The Coalition is far too ideologically and financially wedded to the corporate sector to admit its own incompetence in managing the broader economy. It’s main argument is in favor of the cuts is international competition – the race to the bottom syndrome that keeps revenue in the hands of the multinationals rather than government services to the people.
We need look no further than Donald Trump’s 2017 company tax cuts to make America great again. All it did was widen the budget deficit and increase the nation’s debt. This is because companies did not invest the tax cuts back into the economy. They spent the money primarily on share buy backs to inflate their share prices.
The proposed corporate tax cuts will undermine the deficit and debt outlook and do little to stimulate investment and jobs. Australia’s company tax rates are in fact amongst the lowest in the world when we take into account our imputation system, which results in corporate tax being handed back to shareholders in the form of franked dividends. This was pointed out in this article by Michael West Media.
Our real corporate rate is between 15% to 20%. If we were to lower company tax rates in order to attract foreign investment, maybe the wealthy retiree market needs to know that their franking credit rebates will also drop.
Foreign investors don’t invest in our country because of a low company tax rate, they invest because of our regulatory protections and high-quality infrastructure along with our highly skilled labour. Besides, with almost $3 trillion in superannuation savings, Australia no longer relies on foreign investment money for.
The Coalition spruikes its credentials in economic management but the history says otherwise. John Howard and Peter Costello weakened our economic structure with their great generosity to wealthy retirees. That cost was largely overlooked at the time because of the mining boom, however, these handouts are now biting and very difficult to roll back.
Reserve Bank rates are lowered to stimulate the economy when it is weak, as now, and lifted to put the brakes on.

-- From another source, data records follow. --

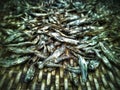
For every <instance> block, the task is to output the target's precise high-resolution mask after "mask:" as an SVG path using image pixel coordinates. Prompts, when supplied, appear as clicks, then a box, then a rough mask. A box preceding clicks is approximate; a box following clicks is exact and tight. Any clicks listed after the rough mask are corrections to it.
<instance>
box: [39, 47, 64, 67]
mask: <svg viewBox="0 0 120 90" xmlns="http://www.w3.org/2000/svg"><path fill="white" fill-rule="evenodd" d="M64 51H65V45H62V46H61V47H60V48H58V49H56V50H55V51H54V52H53V54H52V55H50V56H49V57H48V58H47V59H45V60H44V61H43V62H42V64H38V67H39V69H42V68H43V67H44V65H45V63H46V62H48V61H50V60H55V59H57V58H58V57H59V56H60V55H61V54H63V52H64Z"/></svg>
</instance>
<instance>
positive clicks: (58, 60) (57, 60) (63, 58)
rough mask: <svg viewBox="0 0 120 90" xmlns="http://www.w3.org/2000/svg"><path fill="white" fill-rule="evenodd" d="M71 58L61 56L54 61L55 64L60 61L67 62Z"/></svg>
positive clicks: (63, 56)
mask: <svg viewBox="0 0 120 90" xmlns="http://www.w3.org/2000/svg"><path fill="white" fill-rule="evenodd" d="M71 58H72V57H71V56H62V57H60V58H57V59H56V60H55V63H60V62H61V61H64V60H68V59H71Z"/></svg>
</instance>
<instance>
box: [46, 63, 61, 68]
mask: <svg viewBox="0 0 120 90" xmlns="http://www.w3.org/2000/svg"><path fill="white" fill-rule="evenodd" d="M45 66H46V67H62V65H60V64H55V63H51V62H50V63H47V64H45Z"/></svg>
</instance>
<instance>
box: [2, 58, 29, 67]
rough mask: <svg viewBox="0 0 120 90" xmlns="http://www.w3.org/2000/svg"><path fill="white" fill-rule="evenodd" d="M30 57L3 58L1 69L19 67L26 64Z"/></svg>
mask: <svg viewBox="0 0 120 90" xmlns="http://www.w3.org/2000/svg"><path fill="white" fill-rule="evenodd" d="M29 58H30V57H29V56H24V57H17V58H5V59H4V58H2V59H1V60H0V66H1V67H11V66H14V65H19V64H21V63H24V62H26V61H27V60H28V59H29Z"/></svg>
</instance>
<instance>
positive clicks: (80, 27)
mask: <svg viewBox="0 0 120 90" xmlns="http://www.w3.org/2000/svg"><path fill="white" fill-rule="evenodd" d="M52 1H53V0H50V1H49V2H50V4H49V3H47V4H45V3H42V4H41V5H36V6H33V5H30V4H29V3H27V2H25V4H26V7H25V8H24V11H23V12H20V13H19V14H18V13H17V14H16V15H15V14H14V13H10V14H9V15H7V16H4V18H3V20H4V21H3V22H2V23H1V24H0V27H1V32H0V36H2V38H0V41H1V43H0V47H2V48H3V51H2V53H0V56H1V58H0V66H2V67H11V66H14V65H18V64H21V63H25V62H27V64H28V65H29V67H30V68H29V69H28V71H27V73H26V77H25V82H28V81H30V80H32V79H33V77H34V74H35V71H36V69H37V68H39V69H43V68H44V67H48V69H49V70H50V71H51V70H54V69H55V68H59V67H63V68H64V70H66V71H68V72H69V73H70V78H71V80H72V81H73V82H74V84H75V85H77V84H78V83H77V81H78V80H76V77H77V75H81V77H82V81H83V82H86V81H87V76H88V73H89V72H90V71H94V70H96V68H98V66H99V65H100V62H102V63H104V64H105V65H106V66H107V67H108V68H109V69H112V65H111V64H112V63H113V64H114V65H116V66H118V65H120V62H119V61H118V58H117V57H115V53H114V52H113V51H112V50H111V48H110V47H109V46H108V43H107V40H108V39H109V38H107V37H106V36H105V35H106V33H104V31H105V30H107V27H108V26H107V22H108V18H109V17H108V16H109V15H110V14H113V12H111V11H109V10H107V8H106V7H105V6H101V5H98V4H97V2H96V1H95V2H92V3H83V2H77V1H76V2H71V0H70V1H69V0H56V1H54V2H52ZM48 7H49V8H48ZM99 7H100V8H99ZM105 32H107V31H105ZM70 59H73V60H74V62H76V63H77V65H76V66H71V65H70V64H68V63H67V64H64V63H61V62H64V61H66V62H69V60H70Z"/></svg>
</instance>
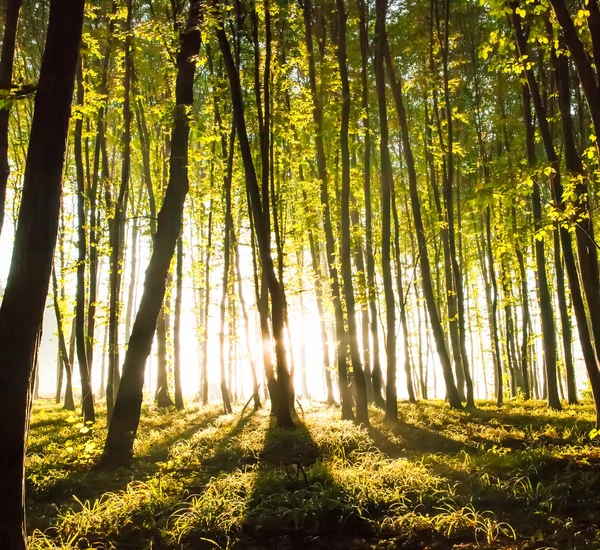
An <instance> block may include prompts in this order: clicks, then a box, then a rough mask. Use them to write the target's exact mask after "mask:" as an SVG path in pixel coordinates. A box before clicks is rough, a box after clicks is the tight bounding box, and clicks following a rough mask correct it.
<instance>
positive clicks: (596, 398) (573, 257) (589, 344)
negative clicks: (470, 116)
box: [510, 2, 600, 421]
mask: <svg viewBox="0 0 600 550" xmlns="http://www.w3.org/2000/svg"><path fill="white" fill-rule="evenodd" d="M510 6H511V10H512V13H511V20H512V24H513V27H514V31H515V37H516V43H517V49H518V52H519V54H520V55H521V56H525V55H527V54H528V52H527V41H526V38H525V35H524V32H523V29H522V27H521V18H520V16H519V15H518V14H517V13H516V12H515V11H514V10H515V8H516V4H515V2H511V3H510ZM523 71H524V73H525V78H526V80H527V85H528V87H529V92H530V94H531V99H532V100H533V106H534V109H535V112H536V115H537V121H538V127H539V129H540V134H541V137H542V142H543V144H544V150H545V152H546V157H547V159H548V162H549V163H550V165H551V168H552V171H551V173H550V186H551V190H552V195H553V200H554V205H555V207H556V208H558V209H559V210H563V209H564V205H563V204H562V194H563V193H562V184H561V182H560V168H559V162H558V157H557V155H556V151H555V149H554V143H553V139H552V134H551V132H550V127H549V124H548V120H547V118H546V117H547V112H546V109H545V107H544V105H543V103H542V98H541V96H540V91H539V87H538V83H537V81H536V79H535V75H534V73H533V70H532V69H531V68H530V67H529V66H525V65H524V67H523ZM528 99H529V96H528ZM534 191H535V185H534ZM560 240H561V245H562V249H563V255H564V259H565V266H566V270H567V275H568V278H569V287H570V290H571V296H572V298H573V309H574V310H575V316H576V318H577V327H578V329H579V336H580V342H581V347H582V350H583V354H584V358H585V360H586V367H587V369H588V374H589V376H590V383H591V385H592V391H593V392H594V397H595V400H596V405H597V407H600V371H599V370H598V362H597V358H596V354H595V351H594V349H593V347H592V344H591V339H590V335H589V330H588V326H587V319H586V314H585V306H584V303H583V297H582V295H581V287H580V285H579V279H578V274H577V267H576V265H575V258H574V255H573V247H572V243H571V236H570V234H569V231H568V230H567V229H566V228H564V227H561V229H560ZM538 269H539V266H538ZM544 269H545V266H544ZM540 290H543V289H540ZM549 300H550V297H549V295H548V303H549ZM546 322H547V325H548V327H544V331H545V330H546V328H548V329H549V328H550V327H549V325H550V320H547V321H546ZM553 346H554V351H553V352H552V351H551V350H548V351H549V352H550V358H548V357H546V358H545V359H546V382H547V386H548V405H549V406H550V407H551V408H555V409H560V408H561V405H560V399H559V396H558V386H557V369H556V337H554V342H553ZM548 347H549V346H548ZM548 359H550V361H549V360H548ZM597 413H598V414H600V408H597ZM598 420H599V421H600V416H598Z"/></svg>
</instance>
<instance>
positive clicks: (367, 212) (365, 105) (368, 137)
mask: <svg viewBox="0 0 600 550" xmlns="http://www.w3.org/2000/svg"><path fill="white" fill-rule="evenodd" d="M357 4H358V17H359V38H360V59H361V66H360V78H361V92H362V93H361V108H362V112H363V119H362V124H363V129H364V131H365V142H364V161H363V162H364V179H363V189H364V193H365V256H366V264H367V266H366V267H367V296H368V302H369V312H370V317H371V325H370V329H371V348H370V349H369V362H370V366H371V379H372V383H373V401H374V402H375V404H376V405H377V406H378V407H381V408H383V407H384V406H385V402H384V400H383V396H382V376H381V365H380V362H379V331H378V329H377V292H376V286H375V259H374V255H373V222H372V219H373V213H372V208H371V125H370V118H369V82H368V50H369V34H368V25H369V23H368V18H369V13H368V6H367V2H365V0H357ZM365 354H366V350H365ZM365 362H366V361H365Z"/></svg>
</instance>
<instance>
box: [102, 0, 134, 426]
mask: <svg viewBox="0 0 600 550" xmlns="http://www.w3.org/2000/svg"><path fill="white" fill-rule="evenodd" d="M132 12H133V3H132V0H127V16H126V22H125V33H126V35H125V60H124V64H125V75H124V79H123V87H124V92H123V94H124V99H123V135H122V150H121V155H122V157H121V183H120V186H119V193H118V196H117V199H116V201H115V202H114V204H113V205H112V207H113V208H114V215H113V219H112V221H111V222H110V249H111V254H110V311H109V343H108V346H109V355H108V383H107V386H106V419H107V422H109V423H110V419H111V416H112V413H113V407H114V402H115V398H116V395H117V392H118V390H119V383H120V373H119V309H120V300H119V296H120V289H121V269H122V265H123V241H124V239H123V234H124V230H125V216H126V211H127V197H128V193H129V179H130V171H131V107H130V90H131V80H132V55H133V54H132V36H131V32H132V30H131V20H132V17H133V13H132ZM107 206H108V205H107Z"/></svg>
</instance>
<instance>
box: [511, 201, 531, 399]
mask: <svg viewBox="0 0 600 550" xmlns="http://www.w3.org/2000/svg"><path fill="white" fill-rule="evenodd" d="M512 216H513V230H514V232H515V234H517V226H516V225H517V224H516V212H515V209H514V208H513V211H512ZM516 253H517V263H518V264H519V276H520V279H521V303H522V306H521V311H522V328H521V350H520V354H521V357H520V363H521V374H522V376H523V393H524V396H525V399H531V386H530V380H529V362H528V360H527V356H528V353H529V351H528V348H529V324H530V322H531V315H530V313H529V284H528V283H527V271H526V270H525V259H524V256H523V251H522V250H521V246H520V245H517V248H516Z"/></svg>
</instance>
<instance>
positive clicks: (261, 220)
mask: <svg viewBox="0 0 600 550" xmlns="http://www.w3.org/2000/svg"><path fill="white" fill-rule="evenodd" d="M216 32H217V38H218V40H219V47H220V49H221V53H222V54H223V59H224V62H225V66H226V69H227V75H228V78H229V84H230V91H231V101H232V106H233V119H234V123H235V126H236V130H237V135H238V140H239V145H240V151H241V154H242V161H243V164H244V175H245V179H246V189H247V192H248V196H249V198H250V206H251V208H252V214H253V219H254V228H255V234H256V239H257V241H258V249H259V254H260V260H261V265H262V270H263V276H264V277H265V278H266V281H267V285H268V288H269V294H270V297H271V318H272V323H273V335H274V337H275V354H276V358H277V386H278V387H277V404H276V405H277V411H276V416H277V425H278V427H280V428H293V427H294V426H295V425H294V421H293V420H292V414H291V413H292V411H293V409H294V404H293V402H292V401H291V399H290V391H289V390H290V374H289V371H288V368H287V357H286V356H287V350H286V346H285V303H284V296H283V292H282V290H281V285H282V281H279V280H278V279H277V275H276V274H275V266H274V264H273V258H272V256H271V250H270V246H269V242H270V238H269V226H268V224H267V221H266V220H265V216H264V210H263V206H262V202H263V201H261V197H260V188H259V185H258V178H257V176H256V170H255V167H254V162H253V159H252V152H251V149H250V142H249V139H248V134H247V129H246V120H245V116H244V102H243V98H242V87H241V83H240V77H239V73H238V68H237V66H236V64H235V61H234V59H233V56H232V55H231V49H230V46H229V41H228V39H227V35H226V34H225V30H224V29H223V28H222V27H221V28H217V30H216Z"/></svg>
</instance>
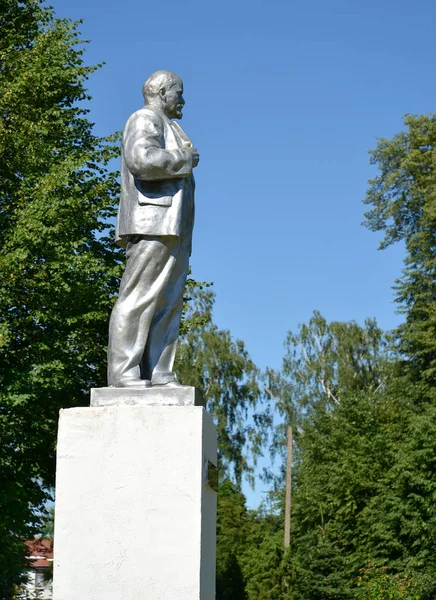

When the Coalition came to power in 2013 the rate was 2.75%. Now it is 0.75% – a sign our economy was in big trouble well before Covid-19.
Over the last six years Australia’s debt to GDP went up at a greater rate than any other OECD country, aside from Chile. Prior to that, debt levels were low thanks to decades of governments selling off lucrative public assets – airports, airlines, the Commonwealth Bank, Telstra, transport and power generation. In effect, this just shifted $billions of debt onto the private sector.
So why would a government want to weaken the economy? Is it incompetence or is it because of the corrupting effect of their party funding being reliant on large corporate donations?
That one is easy to fix. Caps on donations and Federal election spending could be legislated in a flash. No so, a weakened economy.